A no less revealing screenshot of that Ireland is to be found in a very different new book, “Suddenly, While Abroad,” which traces the misfortunes of a group of Irish merchant seamen, captured by the Nazis during the early part of the Second World War when the British vessels they were sailing on were sunk. Sub-titled” Hitler’s Irish Slaves” the book narrates how and why the 32 seamen were segregated out from thousands of captive civilian sailors to be pressurised into working for the Nazis. When they stubbornly refused they were eventually handed over to the SS and sent to a concentration/labour camp near Bremen in North Germany, to be worked as slaves until the war ended.
The book does not make for easy reading. Over 50% of the 100,000 sent to the Neuengamme camps died there and the atrocities committed against the Russian, Jewish and Polish inmates, including some children sent by Mengele for experiments, are stomach churning and beggar belief. Five of the Irish died – four from typhus. The other, William Hutchinson Knox, from Dun Laoghaire, aged 59, a relative of the author, died in the Farge concentration camp in March 1945 after five years in captivity, following an operation, performed without anaesthetic, with four of his Irish comrades holding him down.
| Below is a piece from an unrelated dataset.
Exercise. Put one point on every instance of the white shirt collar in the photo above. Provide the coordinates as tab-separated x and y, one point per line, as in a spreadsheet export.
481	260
The War was a titanic struggle which saw the German war machine eventually overcome, at enormous human cost, by a coalition of most of the world powers. We know the imperfect world that emerged from it. This book, with its nightmarish accounts, offers a glimpse of what might have been had the Nazis won.
Ireland managed to stay neutral in the conflict, ultimately because she was peripheral to the war aims and interests of the combatants. This neutrality, while it definitely had a pro-allied bias, with tens of thousands of Irish serving in the British army, is now presented as the ultimate affirmation of Irish sovereignty and independence.
But one facet of it was a stultifying censorship regime, which kept most Irish in ignorance of what was happening. Post war, there were many holocaust deniers to be heard. The official line regarding army deserters, many of whom joined the British army, was to prosecute, punish financially and blacklist from future state employment many thousands under the “Starvation Order.”
Irish neutrality may not have helped the merchant seamen’s plight. It certainly led to them being singled out as a group; some Nazis believed that many Irish were anti-British and arguably took it out on the sailors when they refused to serve. They were denied consular access for a long time and efforts to repatriate them – as happened with some other “neutral” seamen – came to nothing. When the survivors returned to Ireland they were ignored and remain unrecognised. While the book is critical of Irish government inaction, there were probably practical limits to what could be achieved in dealing with a criminal regime in the throes of collapse. But again, like the Magdalens, this took place in the past – another country. It would not happen today.